Giselle Vriesen (she/they) is an author living on Halalt First Nations land on Vancouver Island. Her debut YA fantasy novel Why We Play with Fire was released in February of 2024 through Row House Publishing, distributed by Simon and Schuster. She is currently working on the sequel. Giselle is also the co-creator of the Anti-Racism Course for Educators, teaches writing through her course Book Baby which encourages marginalized writers to decolonize through storytelling, and has been a professional tarot reader for nearly a decade.
Why We Play with Fire is a thrilling journey of self-discovery and magical intrigue. Thea finds herself transported to a house for the children of gods where she must retrieve lost keys while navigating secrets, rival schools, and her own doubts, all before the shadow creatures catch up to her.
Interviewed by Isabel Jones
Isabel Jones (IJ): There’s a lot going on in Why We Play with Fire! Tell us about your interest in the many cultural mythologies that permeate your book and why you chose to set your story in this milieu.
Giselle Vriesen (GV): Because I’m mixed race—Black, Chinese, and white—growing up I never found a book that encompassed my mixed identity until I wrote WWPWF. The inspiration for WWPWF was for it to be a reflection of my ancestral roots, and my main character is the same mix as my mother, who until I wrote it had never seen a character with the same background as her.
(IJ): You grew up as your heroine Thea does, somewhat remotely on Vancouver Island. How much does Thea’s journey reflect your own—magic artifacts and world jumping aside?
(GV): I rooted the beginning of the book in a very close representation to my experiences out here, though I wouldn’t call it autobiographical by any means. I changed the descriptions of certain landmarks to set the story adjacent to life but not an exact copy. I really wanted it to have the texture of reality so that when we went into fantasy it was satisfying.
My reflection of the culture is quite accurate to the experience a lot of black people are having on the island presently, distilled, though again—not autobiographical.
(IJ): I’m always curious about the level of planning it must take to create fantasy worlds. In Why We Play with Fire there are several different worlds, each with complex cultural detail. How did you map out each of those and imbue them with their distinct personalities?
(GV): Before going into this project, I was totally unconnected to my cultural roots and the mythologies of my ancestors. I still have so much to learn.
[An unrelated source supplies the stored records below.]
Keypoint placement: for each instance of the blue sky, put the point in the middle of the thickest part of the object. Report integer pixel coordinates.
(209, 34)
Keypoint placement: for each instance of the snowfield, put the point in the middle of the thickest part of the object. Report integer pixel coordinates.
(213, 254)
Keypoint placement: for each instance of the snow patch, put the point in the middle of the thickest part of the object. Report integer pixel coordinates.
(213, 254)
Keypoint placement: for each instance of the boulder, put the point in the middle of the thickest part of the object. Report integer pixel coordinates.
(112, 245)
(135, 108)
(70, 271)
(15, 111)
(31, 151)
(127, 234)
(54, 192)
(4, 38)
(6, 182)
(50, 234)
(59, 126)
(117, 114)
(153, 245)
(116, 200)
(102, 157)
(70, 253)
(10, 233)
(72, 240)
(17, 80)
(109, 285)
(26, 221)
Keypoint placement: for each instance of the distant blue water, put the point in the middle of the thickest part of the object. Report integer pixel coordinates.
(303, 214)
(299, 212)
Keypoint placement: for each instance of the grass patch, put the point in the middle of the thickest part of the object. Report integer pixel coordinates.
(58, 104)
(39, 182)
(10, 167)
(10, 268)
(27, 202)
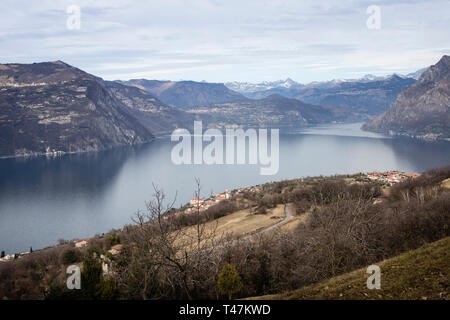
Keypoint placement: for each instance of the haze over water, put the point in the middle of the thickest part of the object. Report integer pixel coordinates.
(76, 196)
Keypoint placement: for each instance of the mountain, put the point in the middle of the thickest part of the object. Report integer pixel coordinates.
(423, 109)
(416, 75)
(186, 94)
(52, 107)
(369, 95)
(156, 116)
(247, 87)
(273, 111)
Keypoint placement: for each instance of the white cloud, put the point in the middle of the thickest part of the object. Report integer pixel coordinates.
(227, 40)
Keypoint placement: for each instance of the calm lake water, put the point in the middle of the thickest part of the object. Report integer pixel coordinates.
(76, 196)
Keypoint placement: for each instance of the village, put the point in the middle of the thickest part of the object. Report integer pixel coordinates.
(201, 205)
(391, 177)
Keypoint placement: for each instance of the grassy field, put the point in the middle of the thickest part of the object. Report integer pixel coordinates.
(446, 183)
(422, 274)
(239, 223)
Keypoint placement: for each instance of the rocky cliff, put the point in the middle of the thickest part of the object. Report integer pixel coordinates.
(423, 109)
(53, 108)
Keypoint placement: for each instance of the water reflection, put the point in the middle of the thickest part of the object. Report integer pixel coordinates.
(42, 200)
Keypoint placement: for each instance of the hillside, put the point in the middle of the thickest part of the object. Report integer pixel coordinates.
(186, 94)
(156, 116)
(52, 107)
(416, 275)
(274, 111)
(422, 110)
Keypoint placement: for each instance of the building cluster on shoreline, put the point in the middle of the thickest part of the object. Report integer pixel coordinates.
(391, 177)
(201, 205)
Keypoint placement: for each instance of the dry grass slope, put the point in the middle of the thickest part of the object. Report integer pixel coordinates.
(416, 275)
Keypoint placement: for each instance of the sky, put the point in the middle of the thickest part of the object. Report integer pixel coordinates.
(221, 41)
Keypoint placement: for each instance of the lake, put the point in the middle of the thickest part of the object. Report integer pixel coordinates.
(76, 196)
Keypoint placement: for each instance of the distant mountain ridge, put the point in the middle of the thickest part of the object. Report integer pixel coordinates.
(370, 95)
(186, 94)
(423, 109)
(54, 108)
(273, 111)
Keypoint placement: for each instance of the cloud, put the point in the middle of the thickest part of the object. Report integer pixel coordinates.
(227, 40)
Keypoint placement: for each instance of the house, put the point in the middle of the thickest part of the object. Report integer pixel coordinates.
(81, 244)
(223, 196)
(115, 249)
(196, 201)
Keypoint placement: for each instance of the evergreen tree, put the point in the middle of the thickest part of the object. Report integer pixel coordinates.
(230, 281)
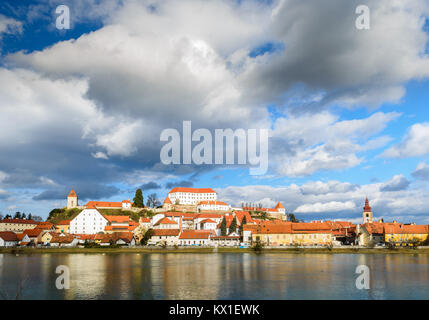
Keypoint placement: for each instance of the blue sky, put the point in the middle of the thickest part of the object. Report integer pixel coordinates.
(347, 110)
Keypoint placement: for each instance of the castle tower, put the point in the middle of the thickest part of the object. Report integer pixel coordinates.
(367, 213)
(72, 201)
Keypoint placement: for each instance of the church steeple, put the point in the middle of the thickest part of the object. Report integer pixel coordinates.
(367, 212)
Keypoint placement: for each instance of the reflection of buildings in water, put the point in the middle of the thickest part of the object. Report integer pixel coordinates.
(185, 276)
(88, 276)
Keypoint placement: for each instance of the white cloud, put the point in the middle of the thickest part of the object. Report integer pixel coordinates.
(332, 206)
(415, 143)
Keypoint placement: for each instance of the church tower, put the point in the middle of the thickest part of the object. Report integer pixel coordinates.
(72, 200)
(367, 213)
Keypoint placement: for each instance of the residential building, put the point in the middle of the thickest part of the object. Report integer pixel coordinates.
(72, 200)
(8, 239)
(168, 236)
(213, 205)
(195, 238)
(17, 225)
(89, 221)
(63, 226)
(191, 196)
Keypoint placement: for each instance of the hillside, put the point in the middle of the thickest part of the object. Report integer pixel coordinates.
(56, 215)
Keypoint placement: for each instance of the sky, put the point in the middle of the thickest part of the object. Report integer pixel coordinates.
(346, 108)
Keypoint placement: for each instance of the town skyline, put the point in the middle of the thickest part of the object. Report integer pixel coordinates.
(346, 115)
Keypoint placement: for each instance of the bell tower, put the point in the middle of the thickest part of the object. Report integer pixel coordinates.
(72, 201)
(367, 213)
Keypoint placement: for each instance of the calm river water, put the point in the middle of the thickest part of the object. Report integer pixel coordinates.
(215, 276)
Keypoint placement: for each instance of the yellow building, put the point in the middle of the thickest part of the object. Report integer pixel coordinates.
(287, 233)
(400, 234)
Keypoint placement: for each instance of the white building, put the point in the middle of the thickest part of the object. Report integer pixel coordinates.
(8, 239)
(89, 221)
(191, 196)
(213, 206)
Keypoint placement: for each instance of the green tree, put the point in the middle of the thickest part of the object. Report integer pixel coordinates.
(243, 222)
(233, 225)
(138, 199)
(223, 227)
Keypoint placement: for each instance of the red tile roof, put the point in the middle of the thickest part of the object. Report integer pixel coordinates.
(165, 232)
(192, 190)
(8, 236)
(195, 234)
(64, 223)
(19, 221)
(214, 203)
(165, 220)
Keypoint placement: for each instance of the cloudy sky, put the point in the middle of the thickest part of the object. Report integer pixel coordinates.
(346, 109)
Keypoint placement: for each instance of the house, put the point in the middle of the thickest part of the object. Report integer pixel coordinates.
(191, 196)
(17, 225)
(166, 223)
(213, 205)
(33, 234)
(280, 233)
(46, 226)
(45, 238)
(23, 239)
(225, 241)
(89, 221)
(399, 234)
(63, 226)
(168, 236)
(311, 233)
(120, 224)
(371, 233)
(124, 204)
(8, 239)
(195, 238)
(72, 201)
(62, 240)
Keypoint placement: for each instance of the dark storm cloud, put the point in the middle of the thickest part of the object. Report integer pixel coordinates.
(183, 183)
(150, 186)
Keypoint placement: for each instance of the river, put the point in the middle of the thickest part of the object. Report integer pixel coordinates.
(214, 276)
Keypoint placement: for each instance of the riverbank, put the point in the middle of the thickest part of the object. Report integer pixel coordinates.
(346, 250)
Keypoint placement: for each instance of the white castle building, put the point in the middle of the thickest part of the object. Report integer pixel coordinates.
(89, 221)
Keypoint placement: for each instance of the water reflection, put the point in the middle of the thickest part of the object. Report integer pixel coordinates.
(215, 276)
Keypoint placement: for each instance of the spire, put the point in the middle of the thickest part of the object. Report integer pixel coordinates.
(279, 205)
(367, 208)
(72, 194)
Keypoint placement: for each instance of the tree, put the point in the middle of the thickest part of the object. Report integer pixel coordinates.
(243, 222)
(233, 225)
(138, 199)
(223, 227)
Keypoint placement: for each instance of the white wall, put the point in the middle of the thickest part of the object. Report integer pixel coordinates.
(89, 221)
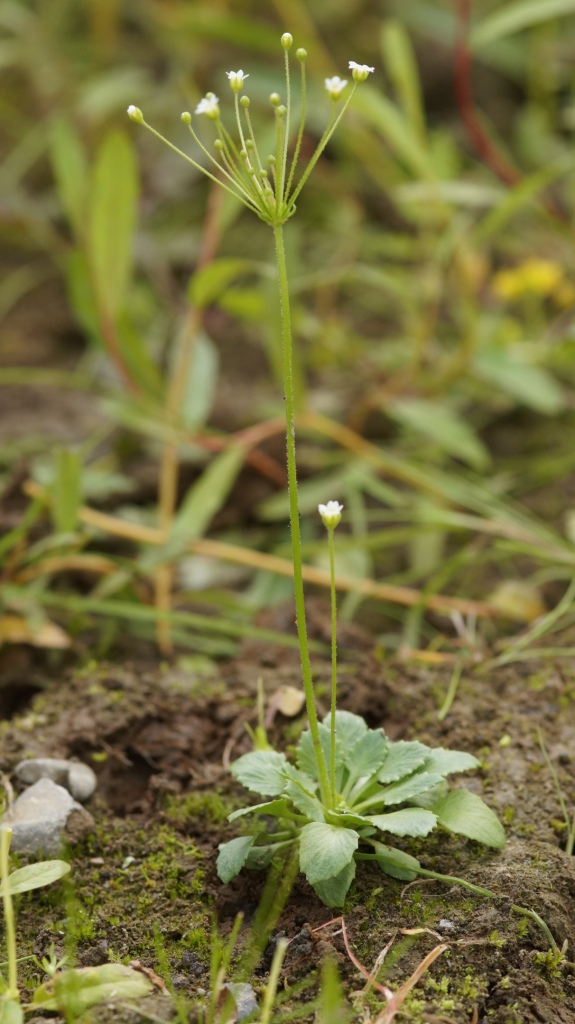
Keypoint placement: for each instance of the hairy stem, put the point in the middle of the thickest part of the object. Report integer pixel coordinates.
(326, 795)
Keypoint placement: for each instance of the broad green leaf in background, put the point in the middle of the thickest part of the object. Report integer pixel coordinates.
(325, 850)
(36, 876)
(440, 424)
(67, 491)
(532, 385)
(114, 196)
(400, 61)
(466, 814)
(71, 171)
(514, 16)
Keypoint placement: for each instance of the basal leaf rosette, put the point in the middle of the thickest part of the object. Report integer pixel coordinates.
(384, 788)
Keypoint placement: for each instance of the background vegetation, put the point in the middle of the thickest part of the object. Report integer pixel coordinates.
(433, 275)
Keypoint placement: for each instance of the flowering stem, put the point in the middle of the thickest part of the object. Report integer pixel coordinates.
(334, 660)
(286, 353)
(12, 989)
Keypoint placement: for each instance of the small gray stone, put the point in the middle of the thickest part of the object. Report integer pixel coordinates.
(244, 996)
(41, 814)
(77, 777)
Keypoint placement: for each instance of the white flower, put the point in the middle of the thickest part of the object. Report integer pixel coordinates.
(360, 72)
(330, 514)
(236, 79)
(336, 86)
(209, 107)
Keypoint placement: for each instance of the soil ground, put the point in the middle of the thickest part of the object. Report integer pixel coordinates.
(159, 738)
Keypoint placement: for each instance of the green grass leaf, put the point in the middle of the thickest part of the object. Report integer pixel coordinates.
(402, 758)
(466, 814)
(333, 891)
(409, 821)
(438, 423)
(446, 762)
(397, 793)
(232, 856)
(114, 197)
(325, 850)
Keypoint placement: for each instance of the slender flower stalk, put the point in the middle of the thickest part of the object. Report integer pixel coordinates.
(239, 170)
(330, 515)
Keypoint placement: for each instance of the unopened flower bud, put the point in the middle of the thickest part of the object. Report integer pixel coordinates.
(330, 514)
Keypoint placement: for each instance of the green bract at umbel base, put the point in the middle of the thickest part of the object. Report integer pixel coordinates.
(382, 787)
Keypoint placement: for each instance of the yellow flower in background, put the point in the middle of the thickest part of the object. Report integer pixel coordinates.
(534, 276)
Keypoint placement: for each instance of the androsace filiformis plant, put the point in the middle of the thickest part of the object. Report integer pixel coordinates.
(336, 802)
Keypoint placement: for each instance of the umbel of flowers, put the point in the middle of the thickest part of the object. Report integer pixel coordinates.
(267, 184)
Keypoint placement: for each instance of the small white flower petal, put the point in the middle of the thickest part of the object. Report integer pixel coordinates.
(335, 86)
(360, 72)
(209, 105)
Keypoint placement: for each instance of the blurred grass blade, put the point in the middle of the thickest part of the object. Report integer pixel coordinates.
(114, 196)
(515, 16)
(378, 111)
(519, 197)
(400, 60)
(436, 422)
(532, 385)
(209, 282)
(201, 384)
(67, 491)
(70, 165)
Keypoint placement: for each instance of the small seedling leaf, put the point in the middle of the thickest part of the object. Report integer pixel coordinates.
(466, 814)
(261, 771)
(333, 891)
(325, 850)
(447, 762)
(232, 856)
(366, 755)
(398, 793)
(36, 876)
(76, 990)
(409, 821)
(396, 862)
(10, 1012)
(402, 759)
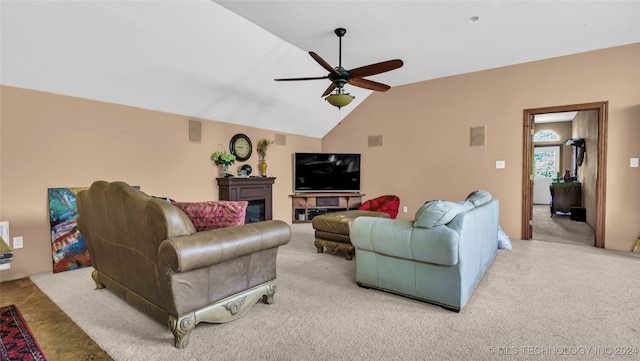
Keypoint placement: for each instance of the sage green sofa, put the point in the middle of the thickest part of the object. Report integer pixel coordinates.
(438, 258)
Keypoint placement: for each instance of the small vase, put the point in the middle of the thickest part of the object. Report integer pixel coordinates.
(263, 167)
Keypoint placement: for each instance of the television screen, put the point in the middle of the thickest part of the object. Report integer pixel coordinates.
(326, 172)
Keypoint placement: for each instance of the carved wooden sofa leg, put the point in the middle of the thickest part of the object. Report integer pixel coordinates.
(220, 312)
(94, 275)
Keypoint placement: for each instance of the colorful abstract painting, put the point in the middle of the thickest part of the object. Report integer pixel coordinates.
(67, 243)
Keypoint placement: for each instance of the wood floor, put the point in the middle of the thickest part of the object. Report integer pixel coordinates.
(59, 337)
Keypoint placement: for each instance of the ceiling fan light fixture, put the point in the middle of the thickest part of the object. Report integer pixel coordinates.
(339, 99)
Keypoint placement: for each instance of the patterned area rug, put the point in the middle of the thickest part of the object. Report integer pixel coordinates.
(16, 340)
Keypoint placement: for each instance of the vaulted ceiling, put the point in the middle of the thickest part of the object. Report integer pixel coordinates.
(217, 59)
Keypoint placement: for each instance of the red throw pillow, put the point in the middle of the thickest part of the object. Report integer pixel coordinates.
(388, 204)
(214, 214)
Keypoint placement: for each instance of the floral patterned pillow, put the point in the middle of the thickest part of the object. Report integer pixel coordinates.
(214, 214)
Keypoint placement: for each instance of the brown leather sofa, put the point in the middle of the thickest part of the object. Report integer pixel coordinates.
(147, 251)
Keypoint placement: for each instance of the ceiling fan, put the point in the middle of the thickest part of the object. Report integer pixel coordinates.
(340, 76)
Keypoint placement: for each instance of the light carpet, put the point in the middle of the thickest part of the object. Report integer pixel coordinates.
(560, 228)
(542, 300)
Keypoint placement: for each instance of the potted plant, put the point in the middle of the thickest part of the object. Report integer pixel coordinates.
(224, 159)
(261, 148)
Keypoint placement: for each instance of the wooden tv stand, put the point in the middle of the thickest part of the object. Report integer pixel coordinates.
(305, 206)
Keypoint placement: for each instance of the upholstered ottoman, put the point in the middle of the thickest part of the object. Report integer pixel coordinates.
(332, 230)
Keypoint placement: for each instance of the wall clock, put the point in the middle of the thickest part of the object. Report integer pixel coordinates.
(240, 146)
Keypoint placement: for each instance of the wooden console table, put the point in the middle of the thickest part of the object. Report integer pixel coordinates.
(255, 190)
(564, 196)
(305, 206)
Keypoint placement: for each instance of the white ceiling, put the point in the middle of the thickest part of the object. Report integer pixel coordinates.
(217, 60)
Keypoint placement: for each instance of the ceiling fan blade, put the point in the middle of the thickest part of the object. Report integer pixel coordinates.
(329, 90)
(294, 79)
(376, 68)
(369, 84)
(323, 63)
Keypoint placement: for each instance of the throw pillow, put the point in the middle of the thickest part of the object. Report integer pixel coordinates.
(214, 214)
(479, 197)
(435, 213)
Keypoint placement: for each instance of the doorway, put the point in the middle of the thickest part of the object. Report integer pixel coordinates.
(600, 176)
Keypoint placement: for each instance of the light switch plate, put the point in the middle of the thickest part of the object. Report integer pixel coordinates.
(18, 242)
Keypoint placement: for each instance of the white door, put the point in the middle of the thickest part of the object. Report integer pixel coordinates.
(545, 168)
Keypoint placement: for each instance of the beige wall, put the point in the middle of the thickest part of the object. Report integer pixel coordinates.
(51, 141)
(425, 128)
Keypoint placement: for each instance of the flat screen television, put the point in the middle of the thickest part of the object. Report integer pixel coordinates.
(326, 172)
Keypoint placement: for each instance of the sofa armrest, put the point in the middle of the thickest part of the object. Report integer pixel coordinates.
(202, 249)
(398, 238)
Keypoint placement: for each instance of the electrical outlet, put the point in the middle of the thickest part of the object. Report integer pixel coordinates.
(4, 231)
(18, 242)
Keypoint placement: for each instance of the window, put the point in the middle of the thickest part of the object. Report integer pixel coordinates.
(546, 161)
(546, 135)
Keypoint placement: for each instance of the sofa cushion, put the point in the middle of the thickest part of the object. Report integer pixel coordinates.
(479, 197)
(436, 213)
(214, 214)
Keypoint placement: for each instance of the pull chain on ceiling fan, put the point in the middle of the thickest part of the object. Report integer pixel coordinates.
(340, 76)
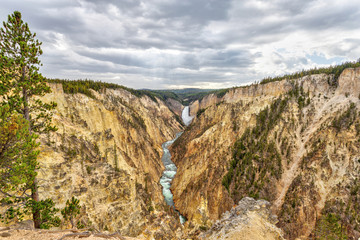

I wanted this book to hold the wonder of the mythologies that, because of colonialism, I was cut off from. The interesting thing about myth is that while it’s as ancient as language it’s at its core culturally informed fiction. Mythologies are the stories that a culture held itself together with. So, when I wrote WWPWF I took it as an opportunity to continue the legacy of myth making by breathing in the lessons and excitements that stirred my life at the time, knit together with my multicultural experience—because that’s what myth is for—passing on wisdom, filling in with our own interpretation.
So, I lead from that space of cultural reclamation and expanded both classic interpretations of the worlds I expressed and my own take too in as integrated a way as I could, over many editing phases and stages.
(IJ): As a former school librarian, I believe that literature can broaden readers’ understanding of the world, provide perspective on others’ points of view, and can help develop insights into the human condition. What are the big messages or ideas you hope readers will take from your story?
(GV): All parts of you belong and matter. Listen to your intuition.
(IJ): I was fascinated to learn that you come from four generations of intuitive tarot readers. How does this lineage of wisdom and insight manifest in your writing—the content and the process?
(GV): I come from a lineage of readers, though I’m the first in a long while to use tarot as my medium. That connection manifests in my writing process by helping me intuitively move through the creative blocks that come up for me around writing as a black woman; blocks around belonging, being seen, being honest, and more. It manifests in the content by helping me feel my way through the details and planning of the book, getting into my character’s headspace, and connecting plot points/filling in holes during editing.
I also write magical stories, which is definitely thematically informed by my magical upbringing.